Linux kernel source code Analysis Method
I. View of kernel source code
The huge size of Linux kernel code makes many people "daunting". This makes people understand Linux at a general level. If you want to analyze Linux and explore the essence of the operating system, reading the kernel source code is the most effective way. We all know that to become a good programmer requires a lot of practice and code writing. Programming is important, but it is often easy for programmers to limit themselves to their own field of knowledge. To expand the breadth of our knowledge, we need to be more familiar with the code written by others, especially the code written by people with a higher level than ours. In this way, we can jump out of the limitations of our knowledge circle and enter the knowledge circle of others to learn more or even the information we generally cannot understand in the short term. The Linux kernel is carefully maintained by the "great gods" of countless open-source communities. These people can all be regarded as the top code experts. By reading the Linux kernel code, we have not only learned about the kernel, but also learned about their programming skills and computer understanding.

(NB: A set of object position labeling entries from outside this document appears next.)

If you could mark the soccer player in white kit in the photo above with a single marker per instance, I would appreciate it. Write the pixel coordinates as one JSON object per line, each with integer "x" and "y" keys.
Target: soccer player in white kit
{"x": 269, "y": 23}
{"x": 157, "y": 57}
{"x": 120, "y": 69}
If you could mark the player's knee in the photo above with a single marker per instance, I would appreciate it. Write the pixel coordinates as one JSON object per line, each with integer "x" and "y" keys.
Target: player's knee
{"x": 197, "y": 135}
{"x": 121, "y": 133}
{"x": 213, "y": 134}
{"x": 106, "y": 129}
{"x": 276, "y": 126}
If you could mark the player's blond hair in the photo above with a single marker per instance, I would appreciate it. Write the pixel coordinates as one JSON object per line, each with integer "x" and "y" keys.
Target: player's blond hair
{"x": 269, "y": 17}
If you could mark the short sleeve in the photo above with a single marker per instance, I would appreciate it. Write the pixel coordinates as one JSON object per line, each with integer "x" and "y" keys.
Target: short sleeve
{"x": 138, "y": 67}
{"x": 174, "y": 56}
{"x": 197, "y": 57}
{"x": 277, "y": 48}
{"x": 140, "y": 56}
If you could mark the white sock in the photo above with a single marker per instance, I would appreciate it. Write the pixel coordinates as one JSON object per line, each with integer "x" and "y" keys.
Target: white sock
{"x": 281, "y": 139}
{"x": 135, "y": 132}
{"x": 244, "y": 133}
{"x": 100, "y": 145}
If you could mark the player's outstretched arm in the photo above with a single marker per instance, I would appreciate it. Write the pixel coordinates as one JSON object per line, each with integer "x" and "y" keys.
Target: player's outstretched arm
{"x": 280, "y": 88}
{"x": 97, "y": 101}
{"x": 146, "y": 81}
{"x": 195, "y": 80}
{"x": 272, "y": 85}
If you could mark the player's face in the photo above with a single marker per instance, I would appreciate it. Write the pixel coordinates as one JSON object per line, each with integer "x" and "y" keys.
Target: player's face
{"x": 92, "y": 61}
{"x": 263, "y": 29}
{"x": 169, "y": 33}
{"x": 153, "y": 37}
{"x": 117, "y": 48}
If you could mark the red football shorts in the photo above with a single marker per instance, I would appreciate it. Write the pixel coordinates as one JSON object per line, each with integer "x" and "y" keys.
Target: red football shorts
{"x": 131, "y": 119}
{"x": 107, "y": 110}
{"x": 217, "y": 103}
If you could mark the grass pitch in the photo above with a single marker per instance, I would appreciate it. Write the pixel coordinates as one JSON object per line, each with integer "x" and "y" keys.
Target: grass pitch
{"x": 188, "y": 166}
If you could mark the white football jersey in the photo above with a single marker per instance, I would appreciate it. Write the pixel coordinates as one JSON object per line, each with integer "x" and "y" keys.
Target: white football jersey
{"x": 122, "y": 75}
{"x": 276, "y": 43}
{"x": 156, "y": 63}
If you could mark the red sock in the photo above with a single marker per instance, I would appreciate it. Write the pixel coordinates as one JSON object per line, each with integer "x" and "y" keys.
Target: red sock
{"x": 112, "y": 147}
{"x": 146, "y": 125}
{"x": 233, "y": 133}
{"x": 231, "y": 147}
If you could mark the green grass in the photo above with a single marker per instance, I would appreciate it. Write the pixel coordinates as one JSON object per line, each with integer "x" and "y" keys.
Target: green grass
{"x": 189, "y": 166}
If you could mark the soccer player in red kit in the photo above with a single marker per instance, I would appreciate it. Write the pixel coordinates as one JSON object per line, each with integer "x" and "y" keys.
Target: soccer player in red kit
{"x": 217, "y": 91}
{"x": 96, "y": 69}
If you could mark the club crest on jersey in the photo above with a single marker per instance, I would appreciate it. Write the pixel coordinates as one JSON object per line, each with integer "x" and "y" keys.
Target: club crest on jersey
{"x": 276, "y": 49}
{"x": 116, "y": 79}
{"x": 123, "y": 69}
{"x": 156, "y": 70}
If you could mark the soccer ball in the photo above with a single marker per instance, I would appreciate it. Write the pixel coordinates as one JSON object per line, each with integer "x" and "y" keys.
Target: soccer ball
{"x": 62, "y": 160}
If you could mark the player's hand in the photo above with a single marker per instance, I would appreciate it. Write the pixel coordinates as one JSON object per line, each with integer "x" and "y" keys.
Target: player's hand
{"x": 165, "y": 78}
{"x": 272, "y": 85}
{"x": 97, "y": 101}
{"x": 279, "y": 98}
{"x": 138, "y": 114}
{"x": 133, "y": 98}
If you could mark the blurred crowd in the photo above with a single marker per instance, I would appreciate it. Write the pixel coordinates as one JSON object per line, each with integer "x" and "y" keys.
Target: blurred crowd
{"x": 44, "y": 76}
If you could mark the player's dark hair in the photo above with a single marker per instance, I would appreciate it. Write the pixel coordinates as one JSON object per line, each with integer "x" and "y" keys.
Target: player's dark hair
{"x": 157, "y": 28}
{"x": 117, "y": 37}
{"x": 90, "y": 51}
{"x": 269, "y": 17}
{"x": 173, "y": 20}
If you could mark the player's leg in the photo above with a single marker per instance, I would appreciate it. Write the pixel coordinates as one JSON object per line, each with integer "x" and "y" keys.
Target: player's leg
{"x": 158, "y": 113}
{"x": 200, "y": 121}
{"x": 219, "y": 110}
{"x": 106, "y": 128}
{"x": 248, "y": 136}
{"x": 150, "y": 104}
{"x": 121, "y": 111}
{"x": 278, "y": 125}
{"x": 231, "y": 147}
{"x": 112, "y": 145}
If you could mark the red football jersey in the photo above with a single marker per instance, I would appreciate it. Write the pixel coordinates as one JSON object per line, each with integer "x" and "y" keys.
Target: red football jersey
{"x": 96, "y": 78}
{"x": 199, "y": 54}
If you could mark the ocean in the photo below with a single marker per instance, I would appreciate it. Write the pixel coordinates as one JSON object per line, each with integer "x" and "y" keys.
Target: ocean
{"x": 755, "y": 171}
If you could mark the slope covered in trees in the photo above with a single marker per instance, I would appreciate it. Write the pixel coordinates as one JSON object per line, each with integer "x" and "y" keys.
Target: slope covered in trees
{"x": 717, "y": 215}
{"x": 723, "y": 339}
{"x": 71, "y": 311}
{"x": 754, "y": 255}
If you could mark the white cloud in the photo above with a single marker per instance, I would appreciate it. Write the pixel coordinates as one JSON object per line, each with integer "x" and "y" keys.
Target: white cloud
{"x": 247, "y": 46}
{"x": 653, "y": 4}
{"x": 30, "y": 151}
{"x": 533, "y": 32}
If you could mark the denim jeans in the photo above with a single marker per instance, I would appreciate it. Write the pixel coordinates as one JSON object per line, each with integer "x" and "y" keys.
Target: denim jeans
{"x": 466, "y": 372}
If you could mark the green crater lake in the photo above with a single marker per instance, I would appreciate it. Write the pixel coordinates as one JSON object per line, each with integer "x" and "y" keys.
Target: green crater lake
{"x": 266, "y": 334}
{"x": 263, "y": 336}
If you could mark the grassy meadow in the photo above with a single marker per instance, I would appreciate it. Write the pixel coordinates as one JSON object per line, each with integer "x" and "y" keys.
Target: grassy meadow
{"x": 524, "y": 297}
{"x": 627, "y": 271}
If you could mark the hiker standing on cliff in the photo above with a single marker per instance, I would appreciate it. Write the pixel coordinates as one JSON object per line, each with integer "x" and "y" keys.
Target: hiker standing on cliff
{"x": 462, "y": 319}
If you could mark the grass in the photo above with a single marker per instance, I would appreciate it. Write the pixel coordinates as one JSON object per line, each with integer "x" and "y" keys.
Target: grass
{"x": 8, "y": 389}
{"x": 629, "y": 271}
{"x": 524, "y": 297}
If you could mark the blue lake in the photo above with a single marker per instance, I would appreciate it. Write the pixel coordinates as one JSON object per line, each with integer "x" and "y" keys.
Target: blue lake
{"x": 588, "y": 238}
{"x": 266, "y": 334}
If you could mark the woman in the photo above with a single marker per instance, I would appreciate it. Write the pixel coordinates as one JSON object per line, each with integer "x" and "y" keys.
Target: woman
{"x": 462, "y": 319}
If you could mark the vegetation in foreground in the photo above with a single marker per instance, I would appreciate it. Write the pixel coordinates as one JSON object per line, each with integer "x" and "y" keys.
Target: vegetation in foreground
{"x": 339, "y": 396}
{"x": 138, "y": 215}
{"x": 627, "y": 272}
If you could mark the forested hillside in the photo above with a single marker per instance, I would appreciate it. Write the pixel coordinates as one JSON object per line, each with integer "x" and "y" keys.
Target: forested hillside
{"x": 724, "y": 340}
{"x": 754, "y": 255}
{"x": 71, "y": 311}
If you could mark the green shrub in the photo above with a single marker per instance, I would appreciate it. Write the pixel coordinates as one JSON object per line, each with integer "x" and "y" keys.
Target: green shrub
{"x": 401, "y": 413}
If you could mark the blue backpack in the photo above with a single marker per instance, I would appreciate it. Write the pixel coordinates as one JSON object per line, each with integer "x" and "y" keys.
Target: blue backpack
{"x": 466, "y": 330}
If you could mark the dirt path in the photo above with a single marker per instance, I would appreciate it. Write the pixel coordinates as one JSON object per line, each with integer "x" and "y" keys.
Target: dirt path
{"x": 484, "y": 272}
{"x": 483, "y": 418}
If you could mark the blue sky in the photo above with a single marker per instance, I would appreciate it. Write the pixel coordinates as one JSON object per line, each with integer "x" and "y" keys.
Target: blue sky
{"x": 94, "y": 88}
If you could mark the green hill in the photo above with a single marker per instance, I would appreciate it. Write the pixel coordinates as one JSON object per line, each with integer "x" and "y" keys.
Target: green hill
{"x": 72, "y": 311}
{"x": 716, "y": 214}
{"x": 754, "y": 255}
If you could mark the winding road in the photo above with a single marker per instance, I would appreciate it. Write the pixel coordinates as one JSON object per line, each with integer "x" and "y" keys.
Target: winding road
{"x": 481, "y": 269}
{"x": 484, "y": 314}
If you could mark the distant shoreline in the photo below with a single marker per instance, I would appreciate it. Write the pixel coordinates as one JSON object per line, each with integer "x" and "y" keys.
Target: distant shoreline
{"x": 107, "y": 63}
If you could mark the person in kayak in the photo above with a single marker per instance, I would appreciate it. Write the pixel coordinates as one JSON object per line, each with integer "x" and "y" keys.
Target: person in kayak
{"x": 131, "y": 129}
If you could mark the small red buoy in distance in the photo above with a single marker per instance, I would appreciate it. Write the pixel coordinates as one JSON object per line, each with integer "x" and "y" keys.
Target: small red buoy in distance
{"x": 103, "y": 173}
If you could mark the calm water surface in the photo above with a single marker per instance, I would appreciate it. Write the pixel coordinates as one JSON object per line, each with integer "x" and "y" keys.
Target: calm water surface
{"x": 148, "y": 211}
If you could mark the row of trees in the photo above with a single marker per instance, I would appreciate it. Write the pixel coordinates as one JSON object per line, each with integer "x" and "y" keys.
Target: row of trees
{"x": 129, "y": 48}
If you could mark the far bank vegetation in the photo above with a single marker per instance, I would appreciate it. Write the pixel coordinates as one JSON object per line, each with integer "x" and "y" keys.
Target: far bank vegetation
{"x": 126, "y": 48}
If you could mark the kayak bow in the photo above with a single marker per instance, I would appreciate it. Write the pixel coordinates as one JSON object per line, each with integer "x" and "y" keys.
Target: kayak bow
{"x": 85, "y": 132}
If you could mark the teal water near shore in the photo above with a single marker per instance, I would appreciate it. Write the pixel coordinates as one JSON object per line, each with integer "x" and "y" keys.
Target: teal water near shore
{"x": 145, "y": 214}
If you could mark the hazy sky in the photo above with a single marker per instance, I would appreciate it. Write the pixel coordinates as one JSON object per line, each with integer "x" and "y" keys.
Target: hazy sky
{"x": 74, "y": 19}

I am also using a project to analyze the Linux kernel source code. I have benefited a lot from the source code analysis work. In addition to getting related kernel knowledge, it also changes my previous knowledge of kernel code:
1. kernel source code analysis is not "unattainable ". The difficulty of kernel source code analysis lies not in the source code, but in how to use more appropriate methods and means for analyzing code. Because of the huge kernel size, we cannot perform step-by-step analysis from the main function as the demo program is analyzed. We need a means of intermediate intervention to "break through each kernel source code ". This "demand-as-you-go" approach allows us to grasp the main line of the source code, rather than over-tangle with specific details.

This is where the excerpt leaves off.